Constitutional AI: Harmlessness from AI Feedback

Yuntao Bai

Saurav Kadavath

Sandipan Kundu

Amanda Askell

Jackson Kernion

Andy Jones

Anna Chen

Anna Goldie

Azalia Mirhoseini Stanford

Cameron McKinnon

Carol Chen

Catherine Olsson

Christopher Olah

Danny Hernandez

Dawn Drain

Deep Ganguli

Dustin Li

Eli Tran-Johnson

Ethan Perez

Jamie Kerr

Jared Mueller

Jeffrey Ladish

Joshua Landau

Kamal Ndousse

Kamile Lukosuite

Liane Lovitt

Michael Sellitto

Nelson Elhage

Nicholas Schiefer

Noemi Mercado

Nova DasSarma

Robert Lasenby

Robin Larson

Sam Ringer

Scott Johnston

Shauna Kravec

Sheer El Showk

Stanislav Fort

Tamera Lanham

Timothy Telleen-Lawton

Tom Conerly

Tom Henighan

Tristan Hume

Samuel R. Bowman

Zac Hatfield-Dodds

Ben Mann

Dario Amodei

Nicholas Joseph

Sam McCandlish

Tom Brown

Jared Kaplan

Preprint, 2022


Imagine an AI that polices itself to ensure it remains helpful and safe. Our approach, called Constitutional AI, trains an AI assistant through a two-phase process. First, it learns from itself by generating and revising its own responses. Then, it refines its performance through reinforcement learning based on feedback from its own evaluations. This method not only improves the AI’s ability to handle sensitive queries but also requires minimal human oversight, making it a powerful tool for creating AI systems that are both effective and secure.

Abstract

As AI systems become more capable, we would like to enlist their help to supervise other AIs. We experiment with methods for training a harmless AI assistant through selfimprovement, without any human labels identifying harmful outputs.

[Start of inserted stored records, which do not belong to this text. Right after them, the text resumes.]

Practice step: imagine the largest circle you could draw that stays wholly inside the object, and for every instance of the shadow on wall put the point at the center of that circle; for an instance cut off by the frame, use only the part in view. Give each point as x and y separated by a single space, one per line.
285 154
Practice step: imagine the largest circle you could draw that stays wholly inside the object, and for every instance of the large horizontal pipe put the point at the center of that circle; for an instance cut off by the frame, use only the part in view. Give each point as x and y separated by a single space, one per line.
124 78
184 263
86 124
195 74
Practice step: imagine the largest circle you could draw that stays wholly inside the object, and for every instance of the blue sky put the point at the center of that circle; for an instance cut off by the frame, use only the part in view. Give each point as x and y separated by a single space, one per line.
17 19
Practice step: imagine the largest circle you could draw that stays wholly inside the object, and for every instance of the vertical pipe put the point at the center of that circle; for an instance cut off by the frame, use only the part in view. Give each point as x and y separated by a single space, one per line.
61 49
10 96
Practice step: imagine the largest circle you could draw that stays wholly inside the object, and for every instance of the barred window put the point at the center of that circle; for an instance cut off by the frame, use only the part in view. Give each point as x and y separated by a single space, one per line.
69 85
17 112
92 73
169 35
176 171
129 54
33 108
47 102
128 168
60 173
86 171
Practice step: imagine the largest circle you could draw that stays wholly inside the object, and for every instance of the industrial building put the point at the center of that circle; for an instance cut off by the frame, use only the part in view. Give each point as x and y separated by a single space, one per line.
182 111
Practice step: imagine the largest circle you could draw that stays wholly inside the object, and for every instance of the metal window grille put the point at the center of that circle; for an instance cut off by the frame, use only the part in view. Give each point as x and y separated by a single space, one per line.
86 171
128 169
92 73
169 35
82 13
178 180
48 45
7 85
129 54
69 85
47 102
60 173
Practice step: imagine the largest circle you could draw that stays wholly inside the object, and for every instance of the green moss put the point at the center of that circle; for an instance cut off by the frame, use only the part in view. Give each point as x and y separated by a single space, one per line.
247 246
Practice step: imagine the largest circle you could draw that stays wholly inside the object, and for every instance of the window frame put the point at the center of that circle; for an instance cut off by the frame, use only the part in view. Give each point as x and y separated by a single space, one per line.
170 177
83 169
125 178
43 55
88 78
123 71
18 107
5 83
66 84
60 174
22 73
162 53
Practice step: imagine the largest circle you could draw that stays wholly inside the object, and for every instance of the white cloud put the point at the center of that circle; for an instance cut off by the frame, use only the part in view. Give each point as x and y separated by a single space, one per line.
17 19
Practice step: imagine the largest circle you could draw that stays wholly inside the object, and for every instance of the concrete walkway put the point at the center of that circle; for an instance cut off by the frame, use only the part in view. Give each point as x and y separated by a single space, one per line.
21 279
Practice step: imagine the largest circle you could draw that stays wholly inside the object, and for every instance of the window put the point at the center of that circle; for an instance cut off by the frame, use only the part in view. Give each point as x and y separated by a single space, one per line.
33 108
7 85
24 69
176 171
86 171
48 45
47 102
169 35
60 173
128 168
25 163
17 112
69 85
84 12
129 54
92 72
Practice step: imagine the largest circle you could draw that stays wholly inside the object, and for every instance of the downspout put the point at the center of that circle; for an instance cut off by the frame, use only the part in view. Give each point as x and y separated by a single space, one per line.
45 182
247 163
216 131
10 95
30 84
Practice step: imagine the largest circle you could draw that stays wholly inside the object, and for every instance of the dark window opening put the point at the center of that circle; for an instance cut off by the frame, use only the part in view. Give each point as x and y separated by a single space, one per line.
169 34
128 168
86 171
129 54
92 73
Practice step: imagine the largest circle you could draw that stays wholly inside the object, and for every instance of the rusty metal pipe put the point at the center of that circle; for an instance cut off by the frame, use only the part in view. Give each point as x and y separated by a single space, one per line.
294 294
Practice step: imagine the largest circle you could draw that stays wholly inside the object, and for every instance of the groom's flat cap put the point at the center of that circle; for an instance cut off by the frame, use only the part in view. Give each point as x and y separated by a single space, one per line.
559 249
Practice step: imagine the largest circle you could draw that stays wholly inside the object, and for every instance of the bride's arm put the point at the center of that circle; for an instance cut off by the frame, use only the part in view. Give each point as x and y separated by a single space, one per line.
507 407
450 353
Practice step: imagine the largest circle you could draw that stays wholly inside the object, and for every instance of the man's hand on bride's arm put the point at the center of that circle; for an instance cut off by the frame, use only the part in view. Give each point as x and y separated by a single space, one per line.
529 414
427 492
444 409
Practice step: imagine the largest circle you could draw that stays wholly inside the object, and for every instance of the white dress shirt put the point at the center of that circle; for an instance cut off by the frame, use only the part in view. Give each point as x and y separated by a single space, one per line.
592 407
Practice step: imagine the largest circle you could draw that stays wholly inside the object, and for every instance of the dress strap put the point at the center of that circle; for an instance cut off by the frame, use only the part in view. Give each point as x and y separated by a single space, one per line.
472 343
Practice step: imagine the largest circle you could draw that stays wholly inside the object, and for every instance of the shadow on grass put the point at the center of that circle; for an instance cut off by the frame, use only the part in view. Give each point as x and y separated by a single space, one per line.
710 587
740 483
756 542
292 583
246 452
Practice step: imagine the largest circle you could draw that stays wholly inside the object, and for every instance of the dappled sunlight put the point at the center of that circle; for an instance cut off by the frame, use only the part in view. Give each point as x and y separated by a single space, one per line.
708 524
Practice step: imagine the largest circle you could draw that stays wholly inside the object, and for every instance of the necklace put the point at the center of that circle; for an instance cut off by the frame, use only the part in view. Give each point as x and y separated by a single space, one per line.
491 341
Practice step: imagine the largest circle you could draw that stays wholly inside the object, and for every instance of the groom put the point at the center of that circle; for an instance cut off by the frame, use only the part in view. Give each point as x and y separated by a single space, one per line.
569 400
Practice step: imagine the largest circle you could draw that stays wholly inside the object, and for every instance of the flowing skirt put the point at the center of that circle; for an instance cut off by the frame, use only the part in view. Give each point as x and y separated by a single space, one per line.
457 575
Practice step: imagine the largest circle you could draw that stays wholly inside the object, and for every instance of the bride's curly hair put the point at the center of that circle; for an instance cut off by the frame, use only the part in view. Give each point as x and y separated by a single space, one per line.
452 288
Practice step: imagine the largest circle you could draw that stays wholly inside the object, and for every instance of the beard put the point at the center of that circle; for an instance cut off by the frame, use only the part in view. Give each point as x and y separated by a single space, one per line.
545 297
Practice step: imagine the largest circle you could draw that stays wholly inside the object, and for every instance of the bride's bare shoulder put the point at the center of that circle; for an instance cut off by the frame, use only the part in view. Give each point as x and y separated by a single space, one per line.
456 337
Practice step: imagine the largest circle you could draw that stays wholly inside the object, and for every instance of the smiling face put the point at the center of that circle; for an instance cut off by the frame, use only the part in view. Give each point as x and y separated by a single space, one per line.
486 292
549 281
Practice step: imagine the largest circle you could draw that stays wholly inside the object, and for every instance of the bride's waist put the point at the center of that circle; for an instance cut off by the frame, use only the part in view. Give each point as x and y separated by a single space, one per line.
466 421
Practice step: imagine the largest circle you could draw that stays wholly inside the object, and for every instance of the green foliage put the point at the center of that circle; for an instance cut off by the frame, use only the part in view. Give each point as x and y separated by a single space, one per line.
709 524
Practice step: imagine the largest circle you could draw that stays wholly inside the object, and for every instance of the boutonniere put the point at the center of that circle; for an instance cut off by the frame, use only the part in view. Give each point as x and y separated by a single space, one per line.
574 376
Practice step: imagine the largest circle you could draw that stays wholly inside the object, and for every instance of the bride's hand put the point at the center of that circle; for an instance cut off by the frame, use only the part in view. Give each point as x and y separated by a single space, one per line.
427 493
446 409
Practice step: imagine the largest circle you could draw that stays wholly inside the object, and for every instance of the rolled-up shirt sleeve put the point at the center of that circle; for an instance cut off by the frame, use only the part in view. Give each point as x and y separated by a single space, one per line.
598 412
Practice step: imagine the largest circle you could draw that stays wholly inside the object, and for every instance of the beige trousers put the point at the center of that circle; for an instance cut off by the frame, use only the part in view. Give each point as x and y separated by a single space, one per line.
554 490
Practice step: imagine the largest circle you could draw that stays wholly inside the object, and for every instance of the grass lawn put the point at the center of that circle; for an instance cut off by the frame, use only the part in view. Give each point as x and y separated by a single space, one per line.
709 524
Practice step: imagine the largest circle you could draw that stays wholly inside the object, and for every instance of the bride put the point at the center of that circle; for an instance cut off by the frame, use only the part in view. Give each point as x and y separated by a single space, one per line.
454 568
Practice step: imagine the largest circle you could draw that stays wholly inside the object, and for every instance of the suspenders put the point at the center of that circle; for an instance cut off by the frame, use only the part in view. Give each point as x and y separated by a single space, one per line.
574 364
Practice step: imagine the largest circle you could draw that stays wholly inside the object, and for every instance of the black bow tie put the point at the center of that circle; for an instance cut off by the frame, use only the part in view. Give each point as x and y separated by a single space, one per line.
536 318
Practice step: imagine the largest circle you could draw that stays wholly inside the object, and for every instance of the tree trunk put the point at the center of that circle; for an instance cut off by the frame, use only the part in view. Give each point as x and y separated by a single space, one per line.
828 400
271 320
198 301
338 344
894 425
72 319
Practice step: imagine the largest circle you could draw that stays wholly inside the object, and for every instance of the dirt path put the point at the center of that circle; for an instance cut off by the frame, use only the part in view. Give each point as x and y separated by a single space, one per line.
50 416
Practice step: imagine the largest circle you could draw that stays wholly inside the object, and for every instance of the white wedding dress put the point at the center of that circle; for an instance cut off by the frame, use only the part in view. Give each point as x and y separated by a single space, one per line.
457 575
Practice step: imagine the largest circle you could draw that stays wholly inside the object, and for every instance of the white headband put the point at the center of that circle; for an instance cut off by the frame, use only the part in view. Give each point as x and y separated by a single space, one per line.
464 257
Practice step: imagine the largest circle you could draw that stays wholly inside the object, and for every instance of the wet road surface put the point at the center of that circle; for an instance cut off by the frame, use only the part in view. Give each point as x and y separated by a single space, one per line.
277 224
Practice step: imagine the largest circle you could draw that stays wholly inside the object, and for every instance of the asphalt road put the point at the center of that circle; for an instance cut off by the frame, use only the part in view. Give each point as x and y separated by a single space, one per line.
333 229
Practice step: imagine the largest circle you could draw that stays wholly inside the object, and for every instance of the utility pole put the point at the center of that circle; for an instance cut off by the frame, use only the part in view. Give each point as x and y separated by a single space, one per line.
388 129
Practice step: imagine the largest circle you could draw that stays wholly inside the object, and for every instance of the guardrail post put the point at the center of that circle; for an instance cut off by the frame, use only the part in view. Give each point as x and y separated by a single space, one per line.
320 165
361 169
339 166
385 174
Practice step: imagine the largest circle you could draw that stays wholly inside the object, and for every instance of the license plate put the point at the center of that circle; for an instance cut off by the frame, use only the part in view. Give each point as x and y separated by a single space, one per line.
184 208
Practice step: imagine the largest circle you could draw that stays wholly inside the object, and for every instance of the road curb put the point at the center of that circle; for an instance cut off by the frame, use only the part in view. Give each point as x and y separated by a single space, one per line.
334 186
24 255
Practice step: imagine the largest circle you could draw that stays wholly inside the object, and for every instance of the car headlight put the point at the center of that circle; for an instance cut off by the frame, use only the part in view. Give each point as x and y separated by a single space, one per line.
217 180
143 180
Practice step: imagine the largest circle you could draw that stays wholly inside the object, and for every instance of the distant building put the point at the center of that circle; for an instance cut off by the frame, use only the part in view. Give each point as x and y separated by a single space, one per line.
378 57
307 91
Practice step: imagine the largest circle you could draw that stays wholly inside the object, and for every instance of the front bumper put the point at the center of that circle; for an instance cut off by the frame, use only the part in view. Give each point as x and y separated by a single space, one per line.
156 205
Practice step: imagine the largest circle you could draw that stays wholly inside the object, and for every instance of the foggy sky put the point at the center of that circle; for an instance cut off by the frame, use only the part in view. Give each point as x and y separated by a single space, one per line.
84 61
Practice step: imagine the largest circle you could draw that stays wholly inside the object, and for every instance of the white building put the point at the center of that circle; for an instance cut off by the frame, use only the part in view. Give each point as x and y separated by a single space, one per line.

The only human oversight is provided through a list of rules or principles, and so we refer to the method as ‘Constitutional AI’. The process involves both a supervised learning and a reinforcement learning phase. In the supervised phase we sample from an initial model, then generate self-critiques and revisions, and then finetune the original model on revised responses. In the RL phase, we sample from the finetuned model, use a model to evaluate which of the two samples is better, and then train a preference model from this dataset of AI preferences. We then train with RL using the preference model as the reward signal, i.e. we use ‘RL from AI Feedback’ (RLAIF). As a result we are able to train a harmless but nonevasive AI assistant that engages with harmful queries by explaining its objections to them. Both the SL and RL methods can leverage chain-of-thought style reasoning to improve the human-judged performance and transparency of AI decision making. These methods make it possible to control AI behavior more precisely and with far fewer human labels.